Cela ne signifie pas que la colère serait condamnable (même si on dit qu'elle est mauvaise conséillère), mais qu’elle n’est pas aussi simple qu’elle le prétend. Elle porte déjà un monde de valeurs, d’attentes et de jugements. Dès lors, la frontière entre l’émotion mécanique et l’émotion signifiante se brouille : ce que nous croyions relever d’une simple réaction naturelle apparaît parfois déjà chargé de pensée.

Or nous avons souvent intérêt à fixer cette frontière trop tôt, car plus une émotion est rangée du côté du naturel, moins nous avons à en répondre. « C’était plus fort que moi » est parfois vrai, mais c’est aussi l’une des phrases les plus commodes qui soient. Elle peut décrire une limite réelle ; elle peut aussi protéger une habitude, une complaisance ou une peur de se voir.

Le problème n’est donc pas seulement de savoir quelles émotions parlent vraiment de nous, mais de comprendre que la réponse engage déjà notre responsabilité. Situer la frontière entre l’émotion muette et l’émotion signifiante, ce n’est pas constater simplement un fait de nature ; c’est décider jusqu’où nous acceptons d’être concernés par ce que nous éprouvons.

Deux dérives sont alors possibles. La première consiste à naturaliser trop vite ses émotions : c’était humain, normal, inévitable, donc il n’y a plus rien à penser. L’émotion devient un alibi. La seconde consiste, inversement, à ne plus reconnaître aucune émotion innocente : toute peur devient suspecte, toute colère doit rendre raison, toute tristesse cache quelque chose.
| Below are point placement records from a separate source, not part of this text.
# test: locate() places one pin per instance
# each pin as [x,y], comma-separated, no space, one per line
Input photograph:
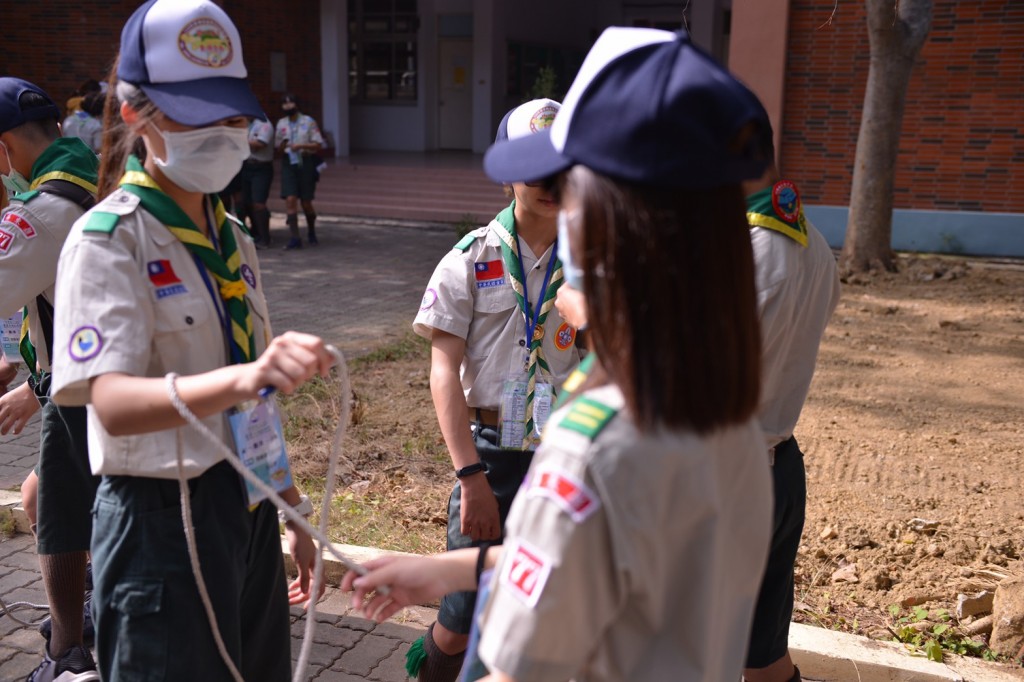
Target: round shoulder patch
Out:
[207,43]
[85,343]
[785,200]
[564,336]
La pensée devient surveillance, et l’exigence de lucidité peut alors tourner à une forme de violence contre soi : on ne s’autorise plus à éprouver une émotion sans la soumettre immédiatement à l’examen, comme si chaque affect devait être justifié, corrigé ou dépassé. Ce qui devait éclairer l’expérience finit alors par la mettre en accusation.

Il ne s’agit donc ni de tout psychologiser, ni de tout naturaliser. Nommer les émotions ne présuppose pas que l’émotion ait un sens caché ; elle la met à l’épreuve. Parfois, l’enquête ne donne presque rien, et il faut savoir s’arrêter. Mais parfois, ce que l’on croyait mécanique se met à parler : une colère « normale » révèle une attente de reconnaissance, une peur « évidente » révèle une dépendance à l’image de réussite, une honte « naturelle » révèle une norme à laquelle on obéissait sans le savoir.

Certaines émotions ne parlent pas. Mais nous ne le savons qu’après leur avoir laissé la possibilité de parler.